Metadata-Version: 2.1
Name: docop-tasks-restricted
Version: 0.3.3
Summary: Tasks for docop that have more restrictive open source licensing
Author-email: Petri Savolainen <petri@koodaamo.fi>
License: GPLv3+
Project-URL: Homepage, https://github.com/koodaamo/docop-tasks-restricted
Project-URL: Repository, https://github.com/koodaamo/docop-tasks-restricted
Classifier: Programming Language :: Python :: 3
Classifier: Programming Language :: Python :: 3.10
Classifier: Programming Language :: Python :: 3.11
Classifier: Programming Language :: Python :: 3.12
Classifier: License :: OSI Approved :: GNU General Public License v3 or later (GPLv3+)
Requires-Python: >=3.10
Description-Content-Type: text/markdown
License-File: LICENSE
Requires-Dist: trafilatura>=1.6.4

This package contains packaged tasks for Docop.

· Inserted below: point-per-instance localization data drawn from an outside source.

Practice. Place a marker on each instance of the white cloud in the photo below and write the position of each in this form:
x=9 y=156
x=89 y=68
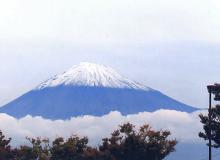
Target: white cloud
x=184 y=126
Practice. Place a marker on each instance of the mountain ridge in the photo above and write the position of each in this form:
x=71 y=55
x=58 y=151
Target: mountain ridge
x=97 y=92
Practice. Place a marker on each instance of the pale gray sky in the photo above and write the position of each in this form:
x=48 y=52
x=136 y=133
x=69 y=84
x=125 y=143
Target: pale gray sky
x=172 y=46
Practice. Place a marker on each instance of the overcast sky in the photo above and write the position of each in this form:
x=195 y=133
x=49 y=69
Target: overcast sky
x=172 y=46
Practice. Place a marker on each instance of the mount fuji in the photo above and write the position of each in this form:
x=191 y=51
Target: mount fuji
x=90 y=89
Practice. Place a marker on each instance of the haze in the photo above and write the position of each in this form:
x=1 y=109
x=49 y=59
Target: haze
x=171 y=46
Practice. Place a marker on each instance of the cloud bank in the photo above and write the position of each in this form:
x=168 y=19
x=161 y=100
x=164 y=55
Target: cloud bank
x=184 y=126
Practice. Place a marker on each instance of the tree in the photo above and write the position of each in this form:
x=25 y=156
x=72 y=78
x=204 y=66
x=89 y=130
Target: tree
x=5 y=148
x=71 y=149
x=128 y=144
x=211 y=128
x=39 y=149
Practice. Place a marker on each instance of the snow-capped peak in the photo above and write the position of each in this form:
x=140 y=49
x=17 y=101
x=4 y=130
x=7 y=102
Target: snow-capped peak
x=93 y=75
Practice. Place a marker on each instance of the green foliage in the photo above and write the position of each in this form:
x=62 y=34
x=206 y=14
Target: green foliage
x=124 y=144
x=5 y=148
x=214 y=126
x=128 y=144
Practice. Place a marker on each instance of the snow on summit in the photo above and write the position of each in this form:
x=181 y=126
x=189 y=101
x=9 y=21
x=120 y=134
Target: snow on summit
x=93 y=75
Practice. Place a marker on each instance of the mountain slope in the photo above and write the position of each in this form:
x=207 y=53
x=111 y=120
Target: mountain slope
x=90 y=89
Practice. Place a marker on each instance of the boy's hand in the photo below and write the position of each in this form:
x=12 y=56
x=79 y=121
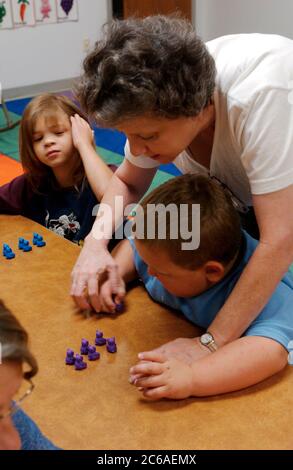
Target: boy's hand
x=160 y=377
x=187 y=350
x=82 y=134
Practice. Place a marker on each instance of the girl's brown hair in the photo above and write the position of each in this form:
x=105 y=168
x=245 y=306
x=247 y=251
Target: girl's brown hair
x=14 y=342
x=47 y=106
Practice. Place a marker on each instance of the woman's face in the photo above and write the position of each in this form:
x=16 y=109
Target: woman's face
x=159 y=138
x=11 y=378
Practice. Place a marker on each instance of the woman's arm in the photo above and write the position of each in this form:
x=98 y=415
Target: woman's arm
x=127 y=185
x=265 y=269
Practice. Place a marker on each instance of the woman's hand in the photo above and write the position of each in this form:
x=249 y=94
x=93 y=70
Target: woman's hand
x=106 y=296
x=94 y=262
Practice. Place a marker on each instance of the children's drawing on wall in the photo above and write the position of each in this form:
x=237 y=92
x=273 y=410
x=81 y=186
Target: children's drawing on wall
x=5 y=15
x=67 y=10
x=46 y=11
x=23 y=13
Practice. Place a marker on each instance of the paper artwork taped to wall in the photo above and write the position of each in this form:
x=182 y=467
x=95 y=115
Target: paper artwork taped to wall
x=46 y=11
x=67 y=10
x=5 y=15
x=23 y=13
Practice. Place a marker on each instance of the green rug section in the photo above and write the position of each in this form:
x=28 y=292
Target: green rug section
x=116 y=159
x=9 y=138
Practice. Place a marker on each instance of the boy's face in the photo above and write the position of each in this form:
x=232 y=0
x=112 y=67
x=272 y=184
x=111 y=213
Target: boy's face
x=52 y=140
x=176 y=280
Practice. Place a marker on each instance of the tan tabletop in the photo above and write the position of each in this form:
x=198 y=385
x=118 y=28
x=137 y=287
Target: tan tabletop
x=98 y=408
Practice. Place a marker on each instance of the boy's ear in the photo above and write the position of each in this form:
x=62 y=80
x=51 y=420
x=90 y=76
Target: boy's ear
x=214 y=271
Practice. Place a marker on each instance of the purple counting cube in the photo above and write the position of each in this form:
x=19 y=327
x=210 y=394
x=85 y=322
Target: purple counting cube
x=84 y=346
x=70 y=359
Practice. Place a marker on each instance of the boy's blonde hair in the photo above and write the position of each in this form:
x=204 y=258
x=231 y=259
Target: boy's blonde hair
x=45 y=105
x=220 y=229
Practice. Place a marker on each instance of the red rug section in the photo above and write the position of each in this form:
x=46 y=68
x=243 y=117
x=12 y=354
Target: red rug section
x=9 y=169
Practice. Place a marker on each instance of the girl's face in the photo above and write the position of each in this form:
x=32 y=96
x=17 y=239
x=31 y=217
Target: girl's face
x=10 y=382
x=52 y=140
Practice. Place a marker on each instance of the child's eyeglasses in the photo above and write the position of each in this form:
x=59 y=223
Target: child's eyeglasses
x=15 y=405
x=237 y=203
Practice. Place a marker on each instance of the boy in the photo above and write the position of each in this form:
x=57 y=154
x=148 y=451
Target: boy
x=197 y=283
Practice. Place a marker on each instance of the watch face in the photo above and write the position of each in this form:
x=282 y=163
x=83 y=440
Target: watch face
x=206 y=338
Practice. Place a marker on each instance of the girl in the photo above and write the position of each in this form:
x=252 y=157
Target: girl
x=55 y=143
x=17 y=430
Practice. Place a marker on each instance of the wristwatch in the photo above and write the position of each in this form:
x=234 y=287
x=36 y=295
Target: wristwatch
x=208 y=341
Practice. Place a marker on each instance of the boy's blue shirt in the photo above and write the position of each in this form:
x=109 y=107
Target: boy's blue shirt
x=275 y=320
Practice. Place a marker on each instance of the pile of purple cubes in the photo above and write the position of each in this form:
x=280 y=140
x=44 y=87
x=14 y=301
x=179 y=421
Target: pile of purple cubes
x=90 y=351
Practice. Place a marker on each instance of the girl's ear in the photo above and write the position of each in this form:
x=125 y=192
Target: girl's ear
x=214 y=271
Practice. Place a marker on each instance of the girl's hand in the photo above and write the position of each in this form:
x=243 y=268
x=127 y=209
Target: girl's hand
x=82 y=134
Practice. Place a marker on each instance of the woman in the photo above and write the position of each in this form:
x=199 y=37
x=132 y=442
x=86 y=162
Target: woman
x=221 y=108
x=17 y=430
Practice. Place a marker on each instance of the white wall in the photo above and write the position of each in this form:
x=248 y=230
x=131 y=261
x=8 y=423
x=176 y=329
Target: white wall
x=48 y=53
x=214 y=18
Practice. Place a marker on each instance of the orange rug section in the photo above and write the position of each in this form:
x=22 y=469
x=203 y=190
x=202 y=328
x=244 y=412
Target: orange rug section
x=9 y=169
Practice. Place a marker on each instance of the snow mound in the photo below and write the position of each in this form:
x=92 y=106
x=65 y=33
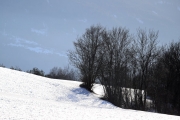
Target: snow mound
x=27 y=96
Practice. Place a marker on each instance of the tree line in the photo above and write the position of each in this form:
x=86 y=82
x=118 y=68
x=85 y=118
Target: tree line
x=136 y=73
x=65 y=73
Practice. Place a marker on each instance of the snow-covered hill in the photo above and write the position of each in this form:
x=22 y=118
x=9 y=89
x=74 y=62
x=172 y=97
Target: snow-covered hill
x=27 y=96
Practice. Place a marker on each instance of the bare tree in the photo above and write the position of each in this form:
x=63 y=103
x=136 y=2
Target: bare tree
x=86 y=56
x=115 y=64
x=146 y=54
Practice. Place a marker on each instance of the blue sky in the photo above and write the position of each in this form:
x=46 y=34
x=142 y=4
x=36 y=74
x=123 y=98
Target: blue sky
x=38 y=33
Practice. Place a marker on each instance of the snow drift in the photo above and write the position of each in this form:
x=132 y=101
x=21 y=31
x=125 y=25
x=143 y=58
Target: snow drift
x=27 y=96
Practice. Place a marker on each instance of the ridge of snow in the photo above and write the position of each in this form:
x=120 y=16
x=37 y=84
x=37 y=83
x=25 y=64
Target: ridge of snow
x=27 y=96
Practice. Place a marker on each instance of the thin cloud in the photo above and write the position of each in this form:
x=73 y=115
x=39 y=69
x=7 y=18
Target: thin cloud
x=40 y=31
x=139 y=20
x=33 y=46
x=24 y=41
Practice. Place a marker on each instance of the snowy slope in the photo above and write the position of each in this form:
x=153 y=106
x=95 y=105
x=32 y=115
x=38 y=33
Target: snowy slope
x=27 y=96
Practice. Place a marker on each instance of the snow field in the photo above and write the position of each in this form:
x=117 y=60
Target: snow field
x=27 y=96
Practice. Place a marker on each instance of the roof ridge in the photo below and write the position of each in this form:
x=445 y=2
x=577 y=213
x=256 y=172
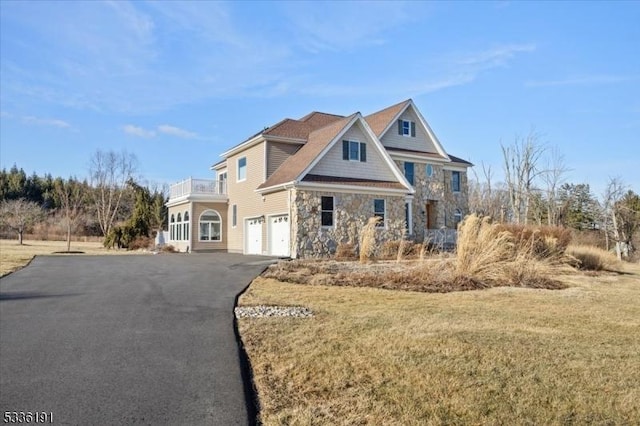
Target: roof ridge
x=308 y=116
x=333 y=123
x=389 y=107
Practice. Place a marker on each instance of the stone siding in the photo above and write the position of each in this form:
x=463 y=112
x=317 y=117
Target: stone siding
x=436 y=188
x=351 y=212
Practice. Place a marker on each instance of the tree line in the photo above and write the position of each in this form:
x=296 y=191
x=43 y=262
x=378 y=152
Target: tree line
x=535 y=190
x=110 y=202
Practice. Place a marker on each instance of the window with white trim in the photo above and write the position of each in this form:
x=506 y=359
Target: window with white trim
x=379 y=211
x=210 y=226
x=326 y=211
x=428 y=170
x=354 y=151
x=457 y=217
x=222 y=183
x=407 y=128
x=234 y=215
x=408 y=217
x=242 y=169
x=185 y=226
x=455 y=181
x=408 y=171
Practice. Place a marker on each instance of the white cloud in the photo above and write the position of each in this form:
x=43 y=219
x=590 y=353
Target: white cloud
x=352 y=24
x=46 y=122
x=132 y=130
x=176 y=131
x=586 y=80
x=39 y=121
x=439 y=73
x=495 y=56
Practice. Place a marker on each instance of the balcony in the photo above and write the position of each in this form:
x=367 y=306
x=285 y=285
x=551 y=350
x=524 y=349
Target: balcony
x=202 y=188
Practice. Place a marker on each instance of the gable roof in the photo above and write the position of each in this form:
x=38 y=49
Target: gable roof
x=384 y=119
x=293 y=166
x=298 y=166
x=288 y=128
x=455 y=159
x=379 y=121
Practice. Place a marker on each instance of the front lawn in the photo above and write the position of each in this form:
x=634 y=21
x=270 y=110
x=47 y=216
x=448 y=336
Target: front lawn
x=497 y=356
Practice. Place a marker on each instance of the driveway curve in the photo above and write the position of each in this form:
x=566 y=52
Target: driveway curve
x=125 y=339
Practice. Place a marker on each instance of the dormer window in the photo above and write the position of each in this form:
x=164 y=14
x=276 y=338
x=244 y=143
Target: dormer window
x=354 y=151
x=407 y=128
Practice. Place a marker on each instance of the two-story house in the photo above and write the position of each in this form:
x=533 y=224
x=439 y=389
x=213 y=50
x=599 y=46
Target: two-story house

The tasks use code that has fairly restrictive licensing for commercial use.

In particular, this package may contain code licensed under AGPL.

Be sure to respect the licenses.

For packaged tasks with more permissive licenses, see: https://github.com/koodaamo/docop-tasks-restricted

## html2text task

Extract plain text content of the HTML string.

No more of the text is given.